Although some of the industry’s biggest titles have LGBT characters, most often they’re on the side lines, or in optional, non-canon relationships with the player. In 2018 queer protagonists should be given the spotlight and the chance to play as the hero. Give us our gay Ezio, let us see more of Tracer’s personal life in Overwatch. I’d even settle for a gay Crash Bandicoot.
Yes there are more LGBT characters in the world of gaming nowadays, but that’s not to say that these characters aren’t, well, problematic. Assassin’s Creed, Far Cry and more recently Persona 5 have featured gay characters – or gay coded characters – as being a threat or as lecherous beings. Developers should write a more diverse range of LGBT characters, representing the diversity of the gaming community.
There’s something beautiful and utopian about the way NPCs accept same sex relationships in games such as The Sims or Stardew Valley. Nobody bats and eyelid and there’s no awkward coming out to parents or colleagues.
If video games are to include same-sex relationship options, then straight gamers who choose to ‘play gay’ should experience the same difficulties many of us in the community sadly have to face. Not only will it help to educate straight gamers on the struggles of coming out as gay, but it will add real emotional depth to the gameplay. Plus it means you could then throw a massive coming out party in The Sims! IMAGINE!

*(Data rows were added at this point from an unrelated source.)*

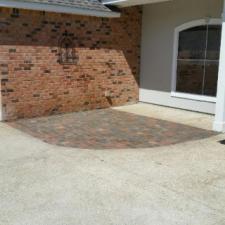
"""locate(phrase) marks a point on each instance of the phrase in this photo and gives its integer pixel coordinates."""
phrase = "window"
(197, 59)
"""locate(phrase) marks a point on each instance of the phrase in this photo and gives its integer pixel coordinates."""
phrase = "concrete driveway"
(43, 184)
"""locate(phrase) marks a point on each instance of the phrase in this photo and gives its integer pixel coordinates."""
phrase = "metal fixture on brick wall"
(66, 50)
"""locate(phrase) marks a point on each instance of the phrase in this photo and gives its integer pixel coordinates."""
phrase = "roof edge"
(56, 8)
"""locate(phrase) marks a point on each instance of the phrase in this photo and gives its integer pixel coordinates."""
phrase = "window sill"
(200, 98)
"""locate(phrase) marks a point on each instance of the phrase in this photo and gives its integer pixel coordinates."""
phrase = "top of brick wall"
(84, 4)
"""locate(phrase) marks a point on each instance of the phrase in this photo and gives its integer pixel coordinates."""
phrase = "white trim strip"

“Are you a boy or a girl?” Sorry Doctor Oak, but gender is a thing of the past and games developers need to keep up!
Many games allow us to pick whether our protagonist is male or female then customise their appearance to our liking. While the intention of this tool is to help us forge a personal connection with the character and project ourselves onto them, it can potentially isolate non-binary gamers. Why? Customisation options are tethered to specific gender norms, leaving little room to create a character that goes beyond the typical ‘strong male’ or ‘sexy female’ archetype.

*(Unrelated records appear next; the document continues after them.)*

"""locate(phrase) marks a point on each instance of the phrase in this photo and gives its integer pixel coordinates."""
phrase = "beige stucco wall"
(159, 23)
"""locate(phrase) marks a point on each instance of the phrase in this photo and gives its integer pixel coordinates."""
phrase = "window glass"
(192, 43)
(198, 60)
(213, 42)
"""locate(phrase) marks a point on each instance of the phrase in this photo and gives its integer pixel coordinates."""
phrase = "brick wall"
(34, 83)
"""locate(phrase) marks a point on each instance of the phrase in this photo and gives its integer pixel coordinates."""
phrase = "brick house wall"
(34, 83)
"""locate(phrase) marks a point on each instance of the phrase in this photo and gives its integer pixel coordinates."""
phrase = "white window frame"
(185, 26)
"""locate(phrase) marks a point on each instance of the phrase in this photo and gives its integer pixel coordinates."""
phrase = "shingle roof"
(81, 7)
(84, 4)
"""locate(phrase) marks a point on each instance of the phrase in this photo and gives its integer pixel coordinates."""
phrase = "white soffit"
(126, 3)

In 2018, games developers should introduce non binary character customisation allowing us to create characters that truly match our identity whether cis, sissy, or non-conforming.
From the moment Mimi Imfirst picked up India Ferrah during their iconic lipsync in RuPaul’s Drag Race season 3 I have been dreaming of a classic drag queen beat-em-up! Imagine the costumes, the special attacks, the shade they’d throw before each battle. Seriously, someone make this happen!